Legally SpeakingSupreme Court issues notice on plea on National Green Tribunal Act

The Supreme Court in the case Vithalbhai Ravjibhai Vansiya & Or’s V. Union of India & Anr observed in challenging the vires of provisions of limitation prescribed under Sections 14, 15 and 16 of National Green Tribunal Act, 2010. The Court issued notice in a writ petition filled.
The plea stated that as far as the infringement of the fundamental rights are concerned, no such impediment of limitation can be prescribed in certain other statutes, discretion has been given to the Court/Tribunal to decide the question of limitation even after the initial period within which the Complaint/Petition should have been instituted, had expired, like, in the Consumer Protection Act. a provision similar to Section 5 of the Limitation Act, even in these legislations which provides for extension of the prescribed period for preferring any appeal or application, is provided. In certain other statutes. And it further stated that There has to be some certainty regarding one’s rights and A person cannot be put on alert for all times. It has a public purpose in certain legislations for introducing of limitations.
The petition was filed through Advocate Abhimanue Shrestha and Sanjay Parekh, a Senior Advocate appeared for the petitioner.
As against what is available in the NGT Act creates a situation that becomes unexplainable in the context of environmental matters, The petitioner further stated that there is a big gap in the remedies available under Article 226 and Article 32 of the Constitution of India.

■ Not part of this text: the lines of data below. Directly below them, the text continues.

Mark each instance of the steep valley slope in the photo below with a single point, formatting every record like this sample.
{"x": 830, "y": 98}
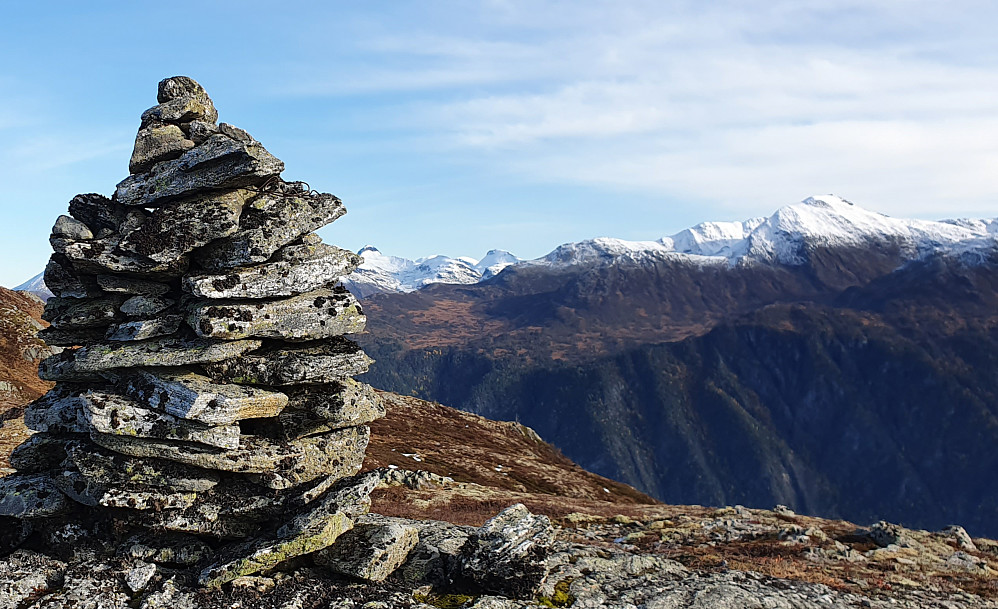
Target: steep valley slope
{"x": 855, "y": 385}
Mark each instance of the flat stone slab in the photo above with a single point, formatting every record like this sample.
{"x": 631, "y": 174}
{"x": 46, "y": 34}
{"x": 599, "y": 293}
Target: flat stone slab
{"x": 265, "y": 554}
{"x": 157, "y": 143}
{"x": 277, "y": 465}
{"x": 86, "y": 492}
{"x": 71, "y": 338}
{"x": 372, "y": 550}
{"x": 278, "y": 278}
{"x": 25, "y": 496}
{"x": 188, "y": 395}
{"x": 311, "y": 316}
{"x": 320, "y": 363}
{"x": 217, "y": 164}
{"x": 114, "y": 469}
{"x": 142, "y": 329}
{"x": 58, "y": 411}
{"x": 168, "y": 351}
{"x": 129, "y": 285}
{"x": 107, "y": 413}
{"x": 320, "y": 408}
{"x": 62, "y": 367}
{"x": 102, "y": 256}
{"x": 75, "y": 313}
{"x": 269, "y": 222}
{"x": 180, "y": 227}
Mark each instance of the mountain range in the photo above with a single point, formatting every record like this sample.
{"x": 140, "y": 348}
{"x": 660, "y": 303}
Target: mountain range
{"x": 826, "y": 357}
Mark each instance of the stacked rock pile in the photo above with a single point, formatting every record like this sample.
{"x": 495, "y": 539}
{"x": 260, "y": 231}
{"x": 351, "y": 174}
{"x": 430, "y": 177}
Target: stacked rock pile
{"x": 204, "y": 395}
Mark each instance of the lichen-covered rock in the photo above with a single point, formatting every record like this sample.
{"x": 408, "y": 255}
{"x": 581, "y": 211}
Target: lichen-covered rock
{"x": 506, "y": 555}
{"x": 269, "y": 222}
{"x": 102, "y": 255}
{"x": 372, "y": 550}
{"x": 73, "y": 313}
{"x": 27, "y": 496}
{"x": 168, "y": 351}
{"x": 107, "y": 468}
{"x": 64, "y": 282}
{"x": 316, "y": 363}
{"x": 130, "y": 285}
{"x": 156, "y": 143}
{"x": 142, "y": 329}
{"x": 266, "y": 554}
{"x": 111, "y": 414}
{"x": 311, "y": 316}
{"x": 188, "y": 395}
{"x": 277, "y": 465}
{"x": 183, "y": 226}
{"x": 219, "y": 163}
{"x": 278, "y": 278}
{"x": 143, "y": 305}
{"x": 320, "y": 408}
{"x": 71, "y": 228}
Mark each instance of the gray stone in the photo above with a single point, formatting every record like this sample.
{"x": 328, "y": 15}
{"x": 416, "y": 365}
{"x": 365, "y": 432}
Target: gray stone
{"x": 959, "y": 534}
{"x": 58, "y": 411}
{"x": 111, "y": 414}
{"x": 269, "y": 222}
{"x": 27, "y": 496}
{"x": 311, "y": 316}
{"x": 128, "y": 285}
{"x": 141, "y": 305}
{"x": 74, "y": 313}
{"x": 279, "y": 278}
{"x": 236, "y": 133}
{"x": 217, "y": 164}
{"x": 168, "y": 351}
{"x": 180, "y": 86}
{"x": 62, "y": 367}
{"x": 436, "y": 554}
{"x": 318, "y": 363}
{"x": 188, "y": 395}
{"x": 265, "y": 554}
{"x": 200, "y": 131}
{"x": 317, "y": 409}
{"x": 144, "y": 328}
{"x": 70, "y": 338}
{"x": 275, "y": 465}
{"x": 138, "y": 577}
{"x": 90, "y": 493}
{"x": 112, "y": 469}
{"x": 180, "y": 110}
{"x": 507, "y": 554}
{"x": 25, "y": 576}
{"x": 157, "y": 143}
{"x": 168, "y": 549}
{"x": 98, "y": 212}
{"x": 63, "y": 280}
{"x": 71, "y": 228}
{"x": 372, "y": 550}
{"x": 40, "y": 452}
{"x": 102, "y": 256}
{"x": 350, "y": 496}
{"x": 183, "y": 226}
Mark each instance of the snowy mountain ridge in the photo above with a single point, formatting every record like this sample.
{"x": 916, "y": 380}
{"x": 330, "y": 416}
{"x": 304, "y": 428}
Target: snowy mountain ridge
{"x": 823, "y": 220}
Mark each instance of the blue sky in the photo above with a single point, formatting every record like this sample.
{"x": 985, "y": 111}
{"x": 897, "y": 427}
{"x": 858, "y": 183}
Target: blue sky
{"x": 456, "y": 127}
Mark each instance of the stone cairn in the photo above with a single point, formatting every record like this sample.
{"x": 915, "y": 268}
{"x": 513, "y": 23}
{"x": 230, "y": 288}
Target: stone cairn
{"x": 204, "y": 407}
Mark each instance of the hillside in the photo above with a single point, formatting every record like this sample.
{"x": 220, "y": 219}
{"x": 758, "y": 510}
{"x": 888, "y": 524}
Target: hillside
{"x": 816, "y": 385}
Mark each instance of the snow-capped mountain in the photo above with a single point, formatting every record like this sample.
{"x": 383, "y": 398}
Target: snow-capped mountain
{"x": 36, "y": 286}
{"x": 382, "y": 273}
{"x": 824, "y": 220}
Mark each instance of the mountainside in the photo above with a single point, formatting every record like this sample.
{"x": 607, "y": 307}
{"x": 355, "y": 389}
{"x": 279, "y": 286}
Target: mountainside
{"x": 846, "y": 377}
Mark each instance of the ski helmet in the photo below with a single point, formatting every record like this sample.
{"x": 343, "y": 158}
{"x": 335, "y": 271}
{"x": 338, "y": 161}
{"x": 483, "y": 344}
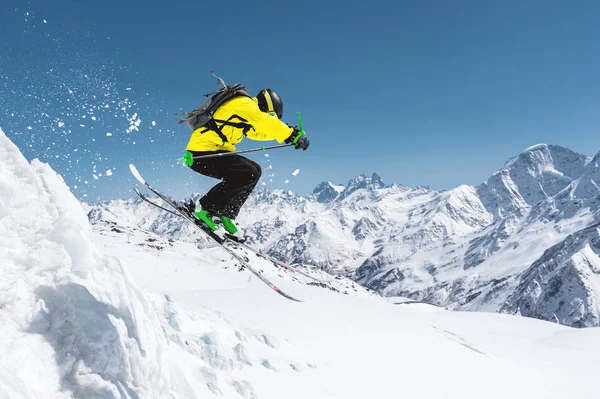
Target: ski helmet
{"x": 269, "y": 101}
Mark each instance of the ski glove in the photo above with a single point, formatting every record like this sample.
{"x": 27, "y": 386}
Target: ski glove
{"x": 299, "y": 139}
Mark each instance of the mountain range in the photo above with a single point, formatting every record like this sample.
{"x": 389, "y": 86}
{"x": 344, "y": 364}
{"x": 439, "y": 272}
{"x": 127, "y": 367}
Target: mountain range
{"x": 526, "y": 241}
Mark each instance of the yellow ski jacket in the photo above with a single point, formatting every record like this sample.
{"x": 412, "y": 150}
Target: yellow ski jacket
{"x": 264, "y": 127}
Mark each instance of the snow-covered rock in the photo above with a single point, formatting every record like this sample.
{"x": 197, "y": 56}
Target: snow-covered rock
{"x": 72, "y": 323}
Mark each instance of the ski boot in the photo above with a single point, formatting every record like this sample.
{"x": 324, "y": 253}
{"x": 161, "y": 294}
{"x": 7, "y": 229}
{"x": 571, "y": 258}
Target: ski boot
{"x": 188, "y": 208}
{"x": 232, "y": 231}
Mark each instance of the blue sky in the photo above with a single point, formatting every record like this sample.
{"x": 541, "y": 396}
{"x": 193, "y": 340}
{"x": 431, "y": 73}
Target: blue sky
{"x": 422, "y": 92}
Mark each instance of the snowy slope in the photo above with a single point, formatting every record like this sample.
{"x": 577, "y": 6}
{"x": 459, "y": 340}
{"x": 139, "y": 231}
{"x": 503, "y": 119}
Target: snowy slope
{"x": 72, "y": 324}
{"x": 466, "y": 248}
{"x": 169, "y": 318}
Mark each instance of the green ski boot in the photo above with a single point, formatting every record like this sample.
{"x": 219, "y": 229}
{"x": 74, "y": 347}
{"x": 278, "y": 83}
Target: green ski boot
{"x": 233, "y": 231}
{"x": 205, "y": 217}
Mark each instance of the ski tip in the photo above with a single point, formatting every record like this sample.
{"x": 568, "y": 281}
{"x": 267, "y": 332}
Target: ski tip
{"x": 136, "y": 174}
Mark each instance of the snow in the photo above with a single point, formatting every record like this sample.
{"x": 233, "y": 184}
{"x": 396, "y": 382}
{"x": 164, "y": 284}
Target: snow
{"x": 72, "y": 322}
{"x": 121, "y": 311}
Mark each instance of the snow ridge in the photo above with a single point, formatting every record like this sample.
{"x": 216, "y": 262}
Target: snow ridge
{"x": 466, "y": 248}
{"x": 72, "y": 322}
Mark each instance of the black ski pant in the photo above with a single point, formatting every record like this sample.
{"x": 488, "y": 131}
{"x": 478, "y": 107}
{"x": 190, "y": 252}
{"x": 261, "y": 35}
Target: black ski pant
{"x": 238, "y": 176}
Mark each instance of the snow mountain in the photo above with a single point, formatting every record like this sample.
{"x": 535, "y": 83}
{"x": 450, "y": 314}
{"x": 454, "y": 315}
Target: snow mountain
{"x": 468, "y": 248}
{"x": 115, "y": 310}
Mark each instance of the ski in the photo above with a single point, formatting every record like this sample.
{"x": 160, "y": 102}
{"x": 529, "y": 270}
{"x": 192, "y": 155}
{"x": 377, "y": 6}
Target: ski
{"x": 277, "y": 262}
{"x": 258, "y": 252}
{"x": 221, "y": 241}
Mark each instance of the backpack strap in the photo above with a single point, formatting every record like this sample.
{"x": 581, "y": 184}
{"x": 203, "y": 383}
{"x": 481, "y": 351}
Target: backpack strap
{"x": 214, "y": 126}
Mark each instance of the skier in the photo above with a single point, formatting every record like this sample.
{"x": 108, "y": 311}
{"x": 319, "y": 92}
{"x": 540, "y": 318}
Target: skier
{"x": 258, "y": 118}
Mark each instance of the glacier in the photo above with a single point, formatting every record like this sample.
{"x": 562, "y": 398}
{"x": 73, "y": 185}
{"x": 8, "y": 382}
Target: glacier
{"x": 134, "y": 307}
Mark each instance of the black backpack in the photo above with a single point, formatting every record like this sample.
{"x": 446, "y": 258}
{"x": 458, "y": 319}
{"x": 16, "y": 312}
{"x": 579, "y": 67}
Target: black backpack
{"x": 203, "y": 116}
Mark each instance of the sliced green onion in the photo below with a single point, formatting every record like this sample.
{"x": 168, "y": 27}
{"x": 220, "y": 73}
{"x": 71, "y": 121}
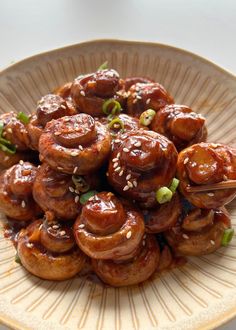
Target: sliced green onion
{"x": 174, "y": 185}
{"x": 80, "y": 183}
{"x": 103, "y": 66}
{"x": 111, "y": 106}
{"x": 23, "y": 117}
{"x": 17, "y": 258}
{"x": 85, "y": 197}
{"x": 117, "y": 124}
{"x": 147, "y": 117}
{"x": 1, "y": 127}
{"x": 227, "y": 236}
{"x": 163, "y": 195}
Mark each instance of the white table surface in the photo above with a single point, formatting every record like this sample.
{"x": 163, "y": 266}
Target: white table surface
{"x": 205, "y": 27}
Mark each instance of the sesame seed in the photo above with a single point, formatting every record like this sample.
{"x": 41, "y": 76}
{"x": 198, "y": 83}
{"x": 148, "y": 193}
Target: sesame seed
{"x": 129, "y": 184}
{"x": 186, "y": 160}
{"x": 126, "y": 188}
{"x": 137, "y": 144}
{"x": 74, "y": 153}
{"x": 29, "y": 245}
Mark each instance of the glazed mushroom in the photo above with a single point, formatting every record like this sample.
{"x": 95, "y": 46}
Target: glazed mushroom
{"x": 164, "y": 216}
{"x": 107, "y": 229}
{"x": 199, "y": 232}
{"x": 143, "y": 96}
{"x": 60, "y": 193}
{"x": 141, "y": 162}
{"x": 75, "y": 144}
{"x": 180, "y": 125}
{"x": 89, "y": 92}
{"x": 207, "y": 163}
{"x": 48, "y": 250}
{"x": 131, "y": 272}
{"x": 50, "y": 107}
{"x": 16, "y": 185}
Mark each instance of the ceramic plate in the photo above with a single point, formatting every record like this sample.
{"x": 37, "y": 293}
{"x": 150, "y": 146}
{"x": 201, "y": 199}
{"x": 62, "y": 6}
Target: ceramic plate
{"x": 201, "y": 294}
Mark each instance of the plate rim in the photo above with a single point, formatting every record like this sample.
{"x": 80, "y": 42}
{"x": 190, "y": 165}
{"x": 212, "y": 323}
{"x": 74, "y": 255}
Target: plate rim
{"x": 224, "y": 317}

As Article 226 of the Constitution Article 32 empowers the Supreme Court to issue writ all over India. Therefore, the Supreme Court has broader territorial jurisdiction and furthermore Article 226 empowers the High Court to issue a writ in its own local jurisdiction only. Therefore, High Courts have narrower territorial jurisdiction as compared to the Supreme Court.
In realization of Article 21 of the Constitution of India the limitation clauses in Section 14, 15, and 16 of the Act cause unconstitutional hindrance to the above-mentioned Article and further it was argued by the petitioner in the plea.
The petitioner had averred that the limitation clauses also allow the arbitrariness and unjustness in relation to the environmental issues and, therefore, violate Article 14 of the Constitution of India. Therefore, seeking to either strike down or read down the impugned provisions.
The bench comprising of Justices DY Chandrachud and the justice Surya Kant was hearing the matter.